Any movement of these lips pulls on the clitoral hood, causing stimulation. The labia minora darken progressively during arousal, becoming darkest just before climax. Women who have been pregnant have darker inner lips than those who have not.

When the vagina’s at rest its muscle tissue remains tightly folded like a closed accordion. Anxiety makes the vaginal musculature clench even tighter.

That’s why young girls sometimes have problems inserting tampons. Their vaginal muscle tissue is tight and contracted to begin with, and many girls feel anxious about touching themselves and inserting anything, so the muscles contract even tighter.

As women become sexually aroused, vaginal muscle tissue relaxes somewhat. Biologically, this makes perfect sense. Evolution is all about facilitating reproduction.

A tight vagina would impede intercourse and reproduction, so women evolved to have sexual arousal relax the vaginal muscles, allowing easier insertion of erections–and greater chance of pregnancy.

However, arousal-related vaginal loosening doesn’t produce a big open cavity like the inside of a sock.
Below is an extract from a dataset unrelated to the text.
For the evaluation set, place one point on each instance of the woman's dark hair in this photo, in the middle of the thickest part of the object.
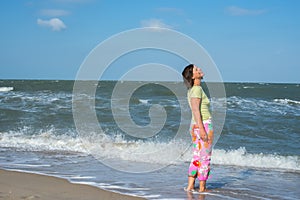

Rather, the vaginal interior changes from resembling a tight fist to a fist loose enough to insert a finger or two.

If the vagina feels “too tight” during lovemaking, the woman is either (1) not interested in sex, or (2) she has not had enough warm-up time to allow her vaginal musculature to relax enough for comfortable insertion.

A man who attempts intercourse before the woman is fully aroused–before her vagina has relaxed and become well lubricated–is either sexually unsophisticated or a boor.

Most women require at least 30 minutes of sensuality. This includes kissing, hugging, and mutual massage for their vaginas to relax enough to allow the penis to slide in comfortably.

That’s why leisurely, playful, whole-body foreplay is so important. It gives women (and men) the warm-up time they need.

In addition, it also allows the vagina to relax, and, in most women, produce enough natural lubrication for comfortable intercourse. In other words, the solution to vaginal tightness is extended foreplay. It you need more lubrication, try a commercial lubricant.